I know some people interpret that “Kill your darlings” bit of author advice to mean you should ruthlessly delete every bit you really love, but I think that’s daft. So these lines are almost definitely staying. I also think that sharing these lines with no context can’t possibly hurt any potential future sales. So, enjoy.:
Telling the woman you’ve only known for a less than a day that you know an author is describing how to lethally stab someone in the kidneys from experience is not a good idea.
Why did I have to go and get involved with a smart woman?
Sure, the kitchen sink and some other stuff folded out of the walls, there was barely room for two people, and the building looked like a good strong storm — which didn’t happen in that area of Kythin, thank the spirits — would take it down, but it was nowhere near bad enough to have communal bathrooms!
The last time a girlfriend had gotten that mad at me, I’d ended up dodging blaster bolts, so I tousled my hair, smiled my most charming smile, and said, “Sorry, babe.”
“Get back to your story before I have to kill your father,” Mom commanded.
“Based on the other tattoos I can see on your arms, I’d guess it says something like ‘sushi bar’.”
On the bright side, I thought, if she doesn’t believe you, at least she’s not going to dump you for lying to her.

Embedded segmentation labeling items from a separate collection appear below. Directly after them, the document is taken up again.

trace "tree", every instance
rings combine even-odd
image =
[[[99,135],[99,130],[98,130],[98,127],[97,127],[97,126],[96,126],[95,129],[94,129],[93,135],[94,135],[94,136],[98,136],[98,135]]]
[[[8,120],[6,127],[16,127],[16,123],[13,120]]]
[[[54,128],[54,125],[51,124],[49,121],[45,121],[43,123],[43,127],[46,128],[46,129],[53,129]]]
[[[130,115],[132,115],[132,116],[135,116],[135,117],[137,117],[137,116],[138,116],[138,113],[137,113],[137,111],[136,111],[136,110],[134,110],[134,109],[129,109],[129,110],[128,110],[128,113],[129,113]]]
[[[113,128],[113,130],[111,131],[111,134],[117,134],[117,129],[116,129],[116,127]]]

It’s not that I’m anti-intellectual or anything, it’s just if I’m gonna have my face buried in a book, it’s going to be one full of fight scenes and death defying feats, not one full of numbers and science-y stuff.
To judge from Lance’s smile, he considered ‘oversexed space rat’ a compliment.
“If you’re really going to kill me, would you just get it over with and spare me the dramatics?”
“You may be a total dumbass, but you’re one of the best friends I’ve ever had.”
“Actually, I’m an adult and I’m actin’ like this, ergo, I’m actin’ like an adult.”
“I still owe you an attempted drowning from when we were twelve.”
“Now, you’ve spent your whole life saying I never notice when you do something right, so fucking let me compliment you, son!”
Our friendship was based on our mutual insulting in large part.
“These things are divinely delicious, and she punishes people for misbehaving by not letting them have any!”
“I was mad, and I said something really fucking stupid that I didn’t really mean; it just kinda slipped out and now she’s furious with me and I’m one screw-up away from no cookies for the rest of the season . . . I already can’t have any more tonight, because I tried to sneak a whole plate of them away when my parents were already pissed at me for what I’d said to Ana! . . . and my life is utterly, totally miserable.”
Is he even trying to aim?! I thought, disgusted by the lack of professionalism these Anerix assassins kept showing.
“I’m supposed to be helping Ginny keep Ria and Sarah out of trouble, so I need to go figure out where Ria is.”